# Progress... where do I go from here?



## Sadwings25 (Apr 20, 2021)

I've had my budgie for about 3 weeks now. He's scared when I put my hand in the cage, but when I hold a millet, and tell him to step up he'll step up on my finger almost everytime. But he won't voluntarily come to me, and sometimes runs from me. But when he does step up on my finger, I can bring him out of his cage, which he is getting used to. He'll stay on my finger if he's eating a millet, or if I sing to him. Today he has started chirping back to me while I was singing, and I got him to sit on my shoulder, and fed him millet while he was on there.
Getting him back into his cage is no big deal, most time he gets scared and flies back. 

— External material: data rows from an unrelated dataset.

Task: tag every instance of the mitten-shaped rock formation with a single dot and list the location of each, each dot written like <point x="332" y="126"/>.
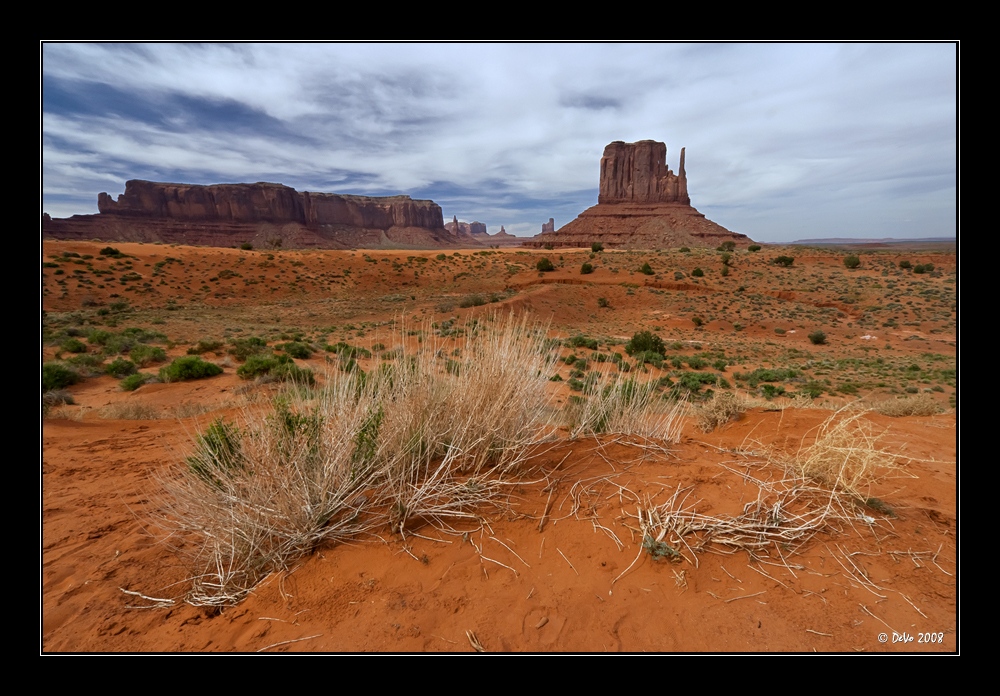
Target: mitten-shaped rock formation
<point x="641" y="204"/>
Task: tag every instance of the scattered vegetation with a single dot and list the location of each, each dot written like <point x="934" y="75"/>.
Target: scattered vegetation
<point x="188" y="367"/>
<point x="817" y="338"/>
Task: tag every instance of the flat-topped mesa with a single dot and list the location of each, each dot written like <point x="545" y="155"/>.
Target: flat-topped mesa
<point x="266" y="202"/>
<point x="261" y="214"/>
<point x="638" y="173"/>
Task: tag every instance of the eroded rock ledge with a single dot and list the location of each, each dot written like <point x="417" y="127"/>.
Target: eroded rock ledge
<point x="261" y="213"/>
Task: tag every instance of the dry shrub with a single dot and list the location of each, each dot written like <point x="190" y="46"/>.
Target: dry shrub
<point x="413" y="442"/>
<point x="626" y="407"/>
<point x="129" y="410"/>
<point x="844" y="455"/>
<point x="922" y="405"/>
<point x="786" y="514"/>
<point x="725" y="407"/>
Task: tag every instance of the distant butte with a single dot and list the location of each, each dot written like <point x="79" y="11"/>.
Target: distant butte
<point x="641" y="204"/>
<point x="263" y="214"/>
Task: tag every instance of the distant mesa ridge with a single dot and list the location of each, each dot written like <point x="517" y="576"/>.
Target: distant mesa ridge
<point x="641" y="204"/>
<point x="265" y="202"/>
<point x="264" y="214"/>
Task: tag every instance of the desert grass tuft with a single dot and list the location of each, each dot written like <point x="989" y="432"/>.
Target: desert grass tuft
<point x="409" y="444"/>
<point x="844" y="454"/>
<point x="626" y="407"/>
<point x="725" y="407"/>
<point x="923" y="405"/>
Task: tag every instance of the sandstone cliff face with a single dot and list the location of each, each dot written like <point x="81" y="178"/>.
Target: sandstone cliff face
<point x="638" y="173"/>
<point x="641" y="205"/>
<point x="227" y="214"/>
<point x="263" y="202"/>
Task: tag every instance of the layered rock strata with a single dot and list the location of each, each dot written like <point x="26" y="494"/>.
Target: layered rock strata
<point x="263" y="214"/>
<point x="641" y="204"/>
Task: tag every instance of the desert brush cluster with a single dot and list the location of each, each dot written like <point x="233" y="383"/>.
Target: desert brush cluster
<point x="423" y="440"/>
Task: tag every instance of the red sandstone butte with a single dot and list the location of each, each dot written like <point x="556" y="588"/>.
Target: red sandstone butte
<point x="262" y="214"/>
<point x="641" y="204"/>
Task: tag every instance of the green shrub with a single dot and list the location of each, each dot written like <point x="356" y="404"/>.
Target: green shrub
<point x="763" y="374"/>
<point x="86" y="364"/>
<point x="581" y="341"/>
<point x="769" y="391"/>
<point x="649" y="356"/>
<point x="643" y="341"/>
<point x="218" y="453"/>
<point x="57" y="376"/>
<point x="73" y="345"/>
<point x="133" y="382"/>
<point x="205" y="346"/>
<point x="121" y="367"/>
<point x="297" y="349"/>
<point x="813" y="388"/>
<point x="143" y="355"/>
<point x="279" y="367"/>
<point x="474" y="300"/>
<point x="189" y="367"/>
<point x="697" y="363"/>
<point x="98" y="337"/>
<point x="243" y="348"/>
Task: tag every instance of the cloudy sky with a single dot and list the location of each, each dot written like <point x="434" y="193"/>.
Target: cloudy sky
<point x="784" y="141"/>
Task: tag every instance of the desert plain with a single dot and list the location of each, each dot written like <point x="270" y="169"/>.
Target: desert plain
<point x="706" y="528"/>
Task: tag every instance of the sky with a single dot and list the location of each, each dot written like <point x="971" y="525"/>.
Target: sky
<point x="784" y="141"/>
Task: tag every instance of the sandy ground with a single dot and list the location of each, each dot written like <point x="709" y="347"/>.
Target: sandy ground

So, my question is, where do I go from here? Do I keep bringing him out and singing to him? How can I get him to come to me?


----------



## FaeryBee (May 9, 2011)

*Take a look at the stickies at the top of the taming and bonding section of the forum regarding clicker training.
It sounds as though your little guy might respond well to that.
What is his name?*


----------



## Sadwings25 (Apr 20, 2021)

Thank you. His name is Sammy.


----------



## FaeryBee (May 9, 2011)

*If you try the clicker training, please let us know how it goes. If you wish, you can start a "Training Journal" for Sammy in that section of the forum.
Best wishes!*


----------